The vote was 43-to-3 in favor of Mayor Rahm Emanuel’s plan to issue $250 to $500 pot tickets.
“The calls I get at 2 o’clock in the morning are not about marijuana possession. They’re about someone who’s been shot in my ward. I want those calls to cease. The way we do that is to make sure our police are fighting violent crime and free up their time to deal with those issues,” said Ald. Will Burns (4th).
The three “no” votes were cast by Aldermen Lona Lane (18th), Roberto Maldonado (26th) and Nick Sposato (36th).
Lane’s beef was with the 15-gram threshold for issuing pot tickets. That’s enough marijuana to make 30 joints.
“If four or five people are standing on a corner with 15 grams apiece, that’s not possession. To me, it’s selling,” she said.
Maldonado said he’s concerned about sending the wrong message to his three young children, ages 3, 6 and 11.
“I strongly believe — and I hope I’m wrong — that we’re gonna see a spike in public use of marijuana,” Maldonado said.
“You know who will see them [smoking in public]? Children like my three children. I don’t want my kids to grow up and think it’s OK to possess marijuana.”

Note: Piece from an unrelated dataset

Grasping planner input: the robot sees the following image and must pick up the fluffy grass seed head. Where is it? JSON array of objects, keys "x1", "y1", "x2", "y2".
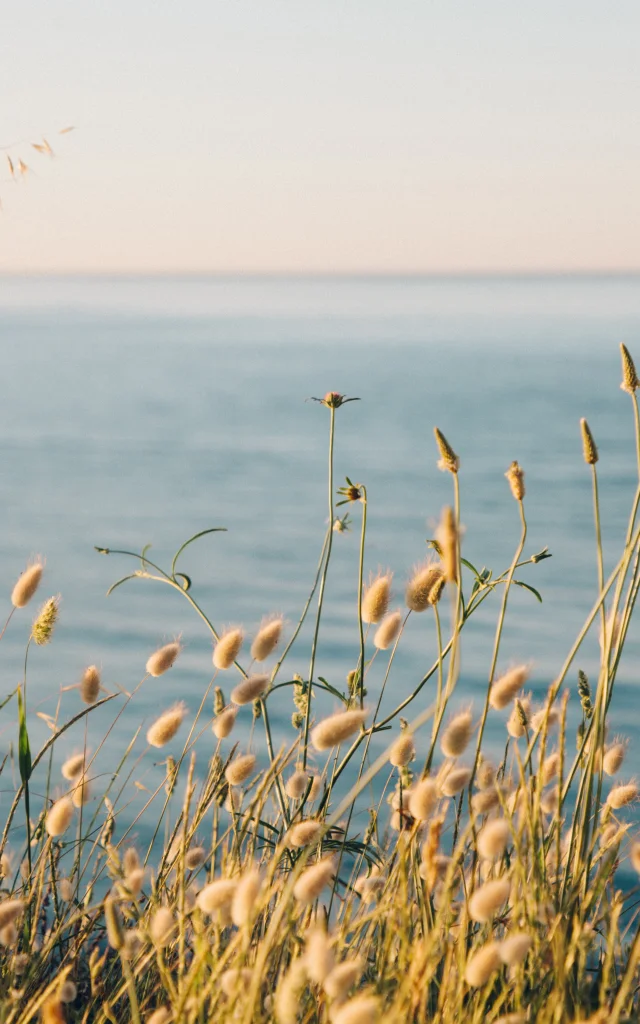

Sposato said he has talked to police officers who believe the time saved by ticketing instead of arresting people would be negligible and not worth the potential downside.
“What message are we sending to our kids by telling them it’s OK to use drugs?” he said.
Emanuel said he understands the gut-wrenching nature of the debate and, therefore, did not pressure aldermen to vote his way.
But, he had a message for those concerned about sending the wrong message to kids about a drug that, some experts view as a gateway to more serious substances.
“The very thing that you’re worried about exists today. ... I cannot think of a thing that’s more undermining to a message to a child than everybody knowing that 90 percent of the cases are thrown out. … There is no penalty associated with marijuana,” he said.
As for those who claim his motive is revenue, just as it was with speed cameras, the mayor said, “The only revenue I’m interested in [is], I don’t want to be paying a police officer time-and-a-half to sit in a courtroom for four hours on something that ... will be thrown out. ... I want them on the street dealing with gang-bangers and gun violence.”
Starting Aug. 4, Chicago Police officers will have the option to issue $250 to $500 tickets to anyone caught in Chicago with 15 grams of marijuana or less. The maximum $500 fine would be assessed against anyone slapped with a second citation within a 30-day period.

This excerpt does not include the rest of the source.